Tools

Bioinformatics Tools


  • HiPathia

    Mechanistic models of signaling pathways

  • CoV-HiPathia

    Mechanistic models of the COVID-19 disease

  • Metabolizer

    Differential metabolic activity and discovery of therapeutic targets using summarized metabolic pathway models

  • CSVS

    A crowdsourcing database of the Spanish population genetic variability

  • MIGNON

    A versatile workflow to integrate RNA-seq genomic and transcriptomic data into mechanistic models of signaling pathways

  • ngsCAT

    Next Generation Sequencing data Capture Assessment Tool

HiPathia: Mechanistic models of signaling pathways

hipathia banner

What is a mechanistic model?

Mechanistic models aim to bridge the gap between easily available genomic data, which account for gene activity (transcriptomics) or gene integrity (genome/exome sequencing), and the complex cell or organism phenotype (cell functional decisions or fate, ultimately responsible for the observed conditions, e.g. disease, drug response, etc.)

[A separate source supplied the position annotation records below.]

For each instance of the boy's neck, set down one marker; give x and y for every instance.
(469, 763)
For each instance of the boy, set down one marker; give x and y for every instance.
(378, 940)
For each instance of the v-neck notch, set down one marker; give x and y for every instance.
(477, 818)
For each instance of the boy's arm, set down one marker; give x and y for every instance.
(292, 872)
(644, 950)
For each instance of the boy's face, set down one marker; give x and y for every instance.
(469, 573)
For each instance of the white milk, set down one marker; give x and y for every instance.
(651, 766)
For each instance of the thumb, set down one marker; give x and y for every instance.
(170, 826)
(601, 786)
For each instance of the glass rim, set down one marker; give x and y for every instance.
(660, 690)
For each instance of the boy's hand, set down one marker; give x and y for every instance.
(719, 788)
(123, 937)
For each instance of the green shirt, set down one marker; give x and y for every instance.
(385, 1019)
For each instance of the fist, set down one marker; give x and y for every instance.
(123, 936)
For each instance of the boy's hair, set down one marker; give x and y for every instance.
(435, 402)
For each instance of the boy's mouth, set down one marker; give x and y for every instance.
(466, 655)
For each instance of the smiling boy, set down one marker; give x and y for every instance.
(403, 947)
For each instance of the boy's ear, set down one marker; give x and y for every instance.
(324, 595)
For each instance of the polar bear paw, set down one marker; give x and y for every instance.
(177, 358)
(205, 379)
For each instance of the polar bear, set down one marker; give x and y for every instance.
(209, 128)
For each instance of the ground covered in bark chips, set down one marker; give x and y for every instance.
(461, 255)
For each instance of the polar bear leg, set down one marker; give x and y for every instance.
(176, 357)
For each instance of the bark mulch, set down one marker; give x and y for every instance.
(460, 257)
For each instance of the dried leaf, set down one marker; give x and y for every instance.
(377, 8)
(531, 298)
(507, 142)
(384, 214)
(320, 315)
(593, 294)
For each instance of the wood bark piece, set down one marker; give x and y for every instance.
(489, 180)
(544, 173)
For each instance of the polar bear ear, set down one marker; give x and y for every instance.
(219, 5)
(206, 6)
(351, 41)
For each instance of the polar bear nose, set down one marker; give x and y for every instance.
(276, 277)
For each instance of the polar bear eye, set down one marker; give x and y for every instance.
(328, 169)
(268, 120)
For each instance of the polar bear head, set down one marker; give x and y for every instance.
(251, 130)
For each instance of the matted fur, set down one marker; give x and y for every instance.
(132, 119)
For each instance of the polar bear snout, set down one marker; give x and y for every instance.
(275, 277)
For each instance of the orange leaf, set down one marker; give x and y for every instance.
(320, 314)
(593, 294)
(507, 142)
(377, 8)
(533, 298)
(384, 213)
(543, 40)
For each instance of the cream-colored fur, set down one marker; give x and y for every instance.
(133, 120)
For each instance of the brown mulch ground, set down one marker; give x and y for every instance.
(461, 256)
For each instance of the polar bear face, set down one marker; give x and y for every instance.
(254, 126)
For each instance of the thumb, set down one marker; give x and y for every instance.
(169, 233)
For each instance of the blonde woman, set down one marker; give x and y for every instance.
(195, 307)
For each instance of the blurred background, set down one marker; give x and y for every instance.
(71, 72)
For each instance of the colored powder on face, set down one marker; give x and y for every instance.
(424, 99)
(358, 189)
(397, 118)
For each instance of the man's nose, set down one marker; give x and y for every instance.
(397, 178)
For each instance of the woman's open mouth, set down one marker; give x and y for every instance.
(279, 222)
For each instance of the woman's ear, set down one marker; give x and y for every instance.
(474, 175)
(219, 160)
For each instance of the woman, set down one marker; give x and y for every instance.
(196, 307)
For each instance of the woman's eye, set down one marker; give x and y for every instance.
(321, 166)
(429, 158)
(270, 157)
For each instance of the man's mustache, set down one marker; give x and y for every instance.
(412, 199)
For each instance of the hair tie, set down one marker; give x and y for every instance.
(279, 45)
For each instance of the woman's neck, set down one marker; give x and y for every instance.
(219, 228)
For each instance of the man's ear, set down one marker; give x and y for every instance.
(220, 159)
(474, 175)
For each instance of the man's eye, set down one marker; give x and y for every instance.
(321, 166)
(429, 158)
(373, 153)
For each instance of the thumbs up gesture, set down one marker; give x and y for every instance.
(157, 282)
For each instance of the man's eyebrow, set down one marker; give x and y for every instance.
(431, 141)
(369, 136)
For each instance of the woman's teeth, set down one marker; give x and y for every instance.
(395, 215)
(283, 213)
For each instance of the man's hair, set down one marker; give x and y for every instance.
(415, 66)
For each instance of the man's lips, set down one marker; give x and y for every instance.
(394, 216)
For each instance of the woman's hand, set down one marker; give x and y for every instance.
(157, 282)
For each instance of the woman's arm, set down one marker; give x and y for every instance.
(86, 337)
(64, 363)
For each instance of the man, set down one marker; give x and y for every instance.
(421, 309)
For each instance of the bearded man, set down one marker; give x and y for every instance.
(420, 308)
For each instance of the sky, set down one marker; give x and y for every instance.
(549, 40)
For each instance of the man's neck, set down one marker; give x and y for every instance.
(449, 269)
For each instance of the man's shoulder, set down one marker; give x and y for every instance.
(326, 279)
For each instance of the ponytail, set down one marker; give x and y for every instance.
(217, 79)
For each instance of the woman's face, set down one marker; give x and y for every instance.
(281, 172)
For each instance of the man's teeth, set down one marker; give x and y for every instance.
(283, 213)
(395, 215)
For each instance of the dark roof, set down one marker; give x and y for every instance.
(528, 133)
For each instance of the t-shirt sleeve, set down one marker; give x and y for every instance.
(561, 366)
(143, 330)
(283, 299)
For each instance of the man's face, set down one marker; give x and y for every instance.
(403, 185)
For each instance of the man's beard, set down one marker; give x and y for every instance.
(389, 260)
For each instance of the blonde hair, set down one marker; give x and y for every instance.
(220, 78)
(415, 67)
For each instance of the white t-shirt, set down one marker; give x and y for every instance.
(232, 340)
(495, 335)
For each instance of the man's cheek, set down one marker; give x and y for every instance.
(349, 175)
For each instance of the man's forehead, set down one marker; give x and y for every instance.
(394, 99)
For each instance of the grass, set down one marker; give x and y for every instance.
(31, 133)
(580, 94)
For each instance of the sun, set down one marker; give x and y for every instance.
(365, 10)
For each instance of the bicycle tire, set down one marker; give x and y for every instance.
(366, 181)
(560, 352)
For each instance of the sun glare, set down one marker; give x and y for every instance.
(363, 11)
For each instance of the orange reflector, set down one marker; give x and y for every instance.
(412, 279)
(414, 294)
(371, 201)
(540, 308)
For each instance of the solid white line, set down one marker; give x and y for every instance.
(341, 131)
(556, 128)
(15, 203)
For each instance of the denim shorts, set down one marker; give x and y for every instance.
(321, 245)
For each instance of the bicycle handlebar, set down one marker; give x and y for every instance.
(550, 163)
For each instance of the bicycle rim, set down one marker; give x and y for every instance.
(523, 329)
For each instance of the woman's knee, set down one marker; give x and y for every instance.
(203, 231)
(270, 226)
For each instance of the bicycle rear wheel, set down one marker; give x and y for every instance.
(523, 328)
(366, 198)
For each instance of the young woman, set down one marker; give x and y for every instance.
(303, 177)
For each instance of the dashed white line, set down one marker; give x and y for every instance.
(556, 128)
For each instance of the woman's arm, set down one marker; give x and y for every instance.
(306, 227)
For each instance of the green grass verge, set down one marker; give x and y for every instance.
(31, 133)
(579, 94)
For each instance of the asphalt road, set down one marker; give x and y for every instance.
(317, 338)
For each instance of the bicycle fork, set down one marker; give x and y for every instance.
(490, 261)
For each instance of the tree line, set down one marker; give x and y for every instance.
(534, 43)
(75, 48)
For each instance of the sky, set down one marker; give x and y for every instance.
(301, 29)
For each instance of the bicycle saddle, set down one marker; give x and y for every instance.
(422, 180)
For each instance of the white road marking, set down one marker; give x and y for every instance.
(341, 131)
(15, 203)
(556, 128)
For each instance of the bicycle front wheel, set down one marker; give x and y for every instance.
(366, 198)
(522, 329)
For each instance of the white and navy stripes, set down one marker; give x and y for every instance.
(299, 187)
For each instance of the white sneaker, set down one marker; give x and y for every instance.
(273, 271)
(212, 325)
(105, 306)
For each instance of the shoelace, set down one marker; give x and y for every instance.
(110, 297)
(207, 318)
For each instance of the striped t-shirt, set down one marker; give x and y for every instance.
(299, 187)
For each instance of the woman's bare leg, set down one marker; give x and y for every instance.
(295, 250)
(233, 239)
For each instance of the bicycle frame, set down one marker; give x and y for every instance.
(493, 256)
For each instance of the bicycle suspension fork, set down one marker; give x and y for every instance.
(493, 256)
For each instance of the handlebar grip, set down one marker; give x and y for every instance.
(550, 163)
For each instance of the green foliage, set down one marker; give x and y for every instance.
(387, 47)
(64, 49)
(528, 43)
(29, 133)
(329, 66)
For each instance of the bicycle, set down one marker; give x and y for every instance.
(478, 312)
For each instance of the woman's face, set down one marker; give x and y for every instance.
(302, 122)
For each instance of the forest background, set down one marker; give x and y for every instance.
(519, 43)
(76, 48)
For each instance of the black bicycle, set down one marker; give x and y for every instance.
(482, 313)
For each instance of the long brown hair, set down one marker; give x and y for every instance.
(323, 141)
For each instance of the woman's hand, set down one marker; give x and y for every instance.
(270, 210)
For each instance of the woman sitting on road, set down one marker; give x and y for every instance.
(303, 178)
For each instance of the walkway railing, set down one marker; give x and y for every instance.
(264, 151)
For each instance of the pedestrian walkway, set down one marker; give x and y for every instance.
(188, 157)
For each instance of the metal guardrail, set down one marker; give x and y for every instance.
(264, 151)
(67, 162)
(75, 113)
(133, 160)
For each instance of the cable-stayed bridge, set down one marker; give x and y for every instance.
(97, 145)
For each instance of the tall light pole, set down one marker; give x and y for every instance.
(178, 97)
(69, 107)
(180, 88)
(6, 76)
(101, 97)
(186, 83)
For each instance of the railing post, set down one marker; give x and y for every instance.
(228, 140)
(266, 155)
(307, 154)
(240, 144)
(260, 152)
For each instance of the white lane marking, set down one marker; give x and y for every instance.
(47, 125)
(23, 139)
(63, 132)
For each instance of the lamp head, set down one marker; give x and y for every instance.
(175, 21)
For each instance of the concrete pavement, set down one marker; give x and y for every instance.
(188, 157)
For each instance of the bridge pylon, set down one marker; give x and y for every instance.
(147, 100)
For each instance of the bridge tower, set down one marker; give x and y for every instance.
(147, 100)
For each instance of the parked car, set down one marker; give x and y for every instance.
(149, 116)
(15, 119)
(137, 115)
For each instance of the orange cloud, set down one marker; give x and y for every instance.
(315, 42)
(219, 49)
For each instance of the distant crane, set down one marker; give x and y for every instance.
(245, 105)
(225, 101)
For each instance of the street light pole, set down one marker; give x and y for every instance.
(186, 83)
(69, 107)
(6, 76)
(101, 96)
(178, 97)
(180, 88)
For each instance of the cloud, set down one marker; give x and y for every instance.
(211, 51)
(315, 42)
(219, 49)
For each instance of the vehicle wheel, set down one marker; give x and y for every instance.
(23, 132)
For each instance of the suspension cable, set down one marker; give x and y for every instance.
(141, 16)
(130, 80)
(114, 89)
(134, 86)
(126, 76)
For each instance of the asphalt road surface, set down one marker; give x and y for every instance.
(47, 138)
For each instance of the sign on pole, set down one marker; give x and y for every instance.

Genome-scale mechanistic models rely on the knowledge on cell signaling and metabolism already available (e.g. KEGG, Reactome, etc.) over which a mathematical model is build. These models that can quantify the intensity of signal transduction from the original measurements of gene expression, and consequently the activity of the different signaling circuits. They are called mechanistic models because they model the molecular mechanisms that dictate cell action and fate. Since they convey the notion of causality these models can be used not only to understand in detail the disease mechanisms but also to simulate the effects of interventions (e.g. drug inhibitions).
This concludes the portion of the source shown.